Howard Hawks once said that he was only interested in making movies about people who were good, and who were professional--he hated losers, and paid no attention to them. Huston, in effect, made films about losers.
The Misfits was probably the first film in which he paid a close eye to such characters, and a decade later,
Fat City revived this technique just as splendidly. But Huston was also an atheist, which made his choice of directing
Wise Blood not entirely as natural as his decision to direct those first two films (though Benedict Fitzgerald's contributions to the screenplay are not so surprising, since Fitzgerald later went on to pen Gibson's
The Passion of the Christ). And
Wise Blood definitely is not the same sort of project as Huston's other great pictures (
The Maltese Falcon, The Treasure of the Sierra Madre, The African Queen, Beat the Devil, The Man Who Would Be King), which are glorious entertainments.
No, I think
Wise Blood, like
The Misfits and
Fat City, forays the harsher worldview that Huston would occasionally return to during his career.
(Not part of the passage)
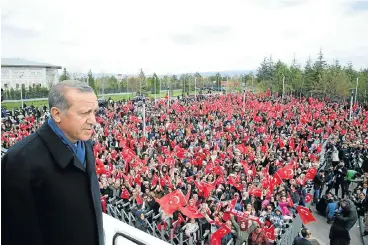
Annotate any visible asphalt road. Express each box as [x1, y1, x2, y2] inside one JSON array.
[[306, 206, 368, 245]]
Even though he did not share the exact religious views of Hazel Motes, there is no question that he was in agreement with him that Christianity as a whole had regressed into a gross form of advertising. Even today, it is still represented by preachers who capitalize on Christ's words and blatantly disregard simple Christian teachings like caring for the sick and the poor. With that being said,
Wise Blood is not asking us to like or sympathize with Hazel Motes: he is a bully, a narcissist, and a murderer. But the one thing he is not is a fraud. He knows that the only true way to find God is through one's own self. It doesn't involve charging people money to hear God's words. And although he pursues this goal in a manner that is extreme and could very well lead to nowhere in the end, Hazel at long last is courageous enough to give his whole life up for God--something that nobody else in Taulkinham is willing to do. Not bad for a man who didn't believe in anything.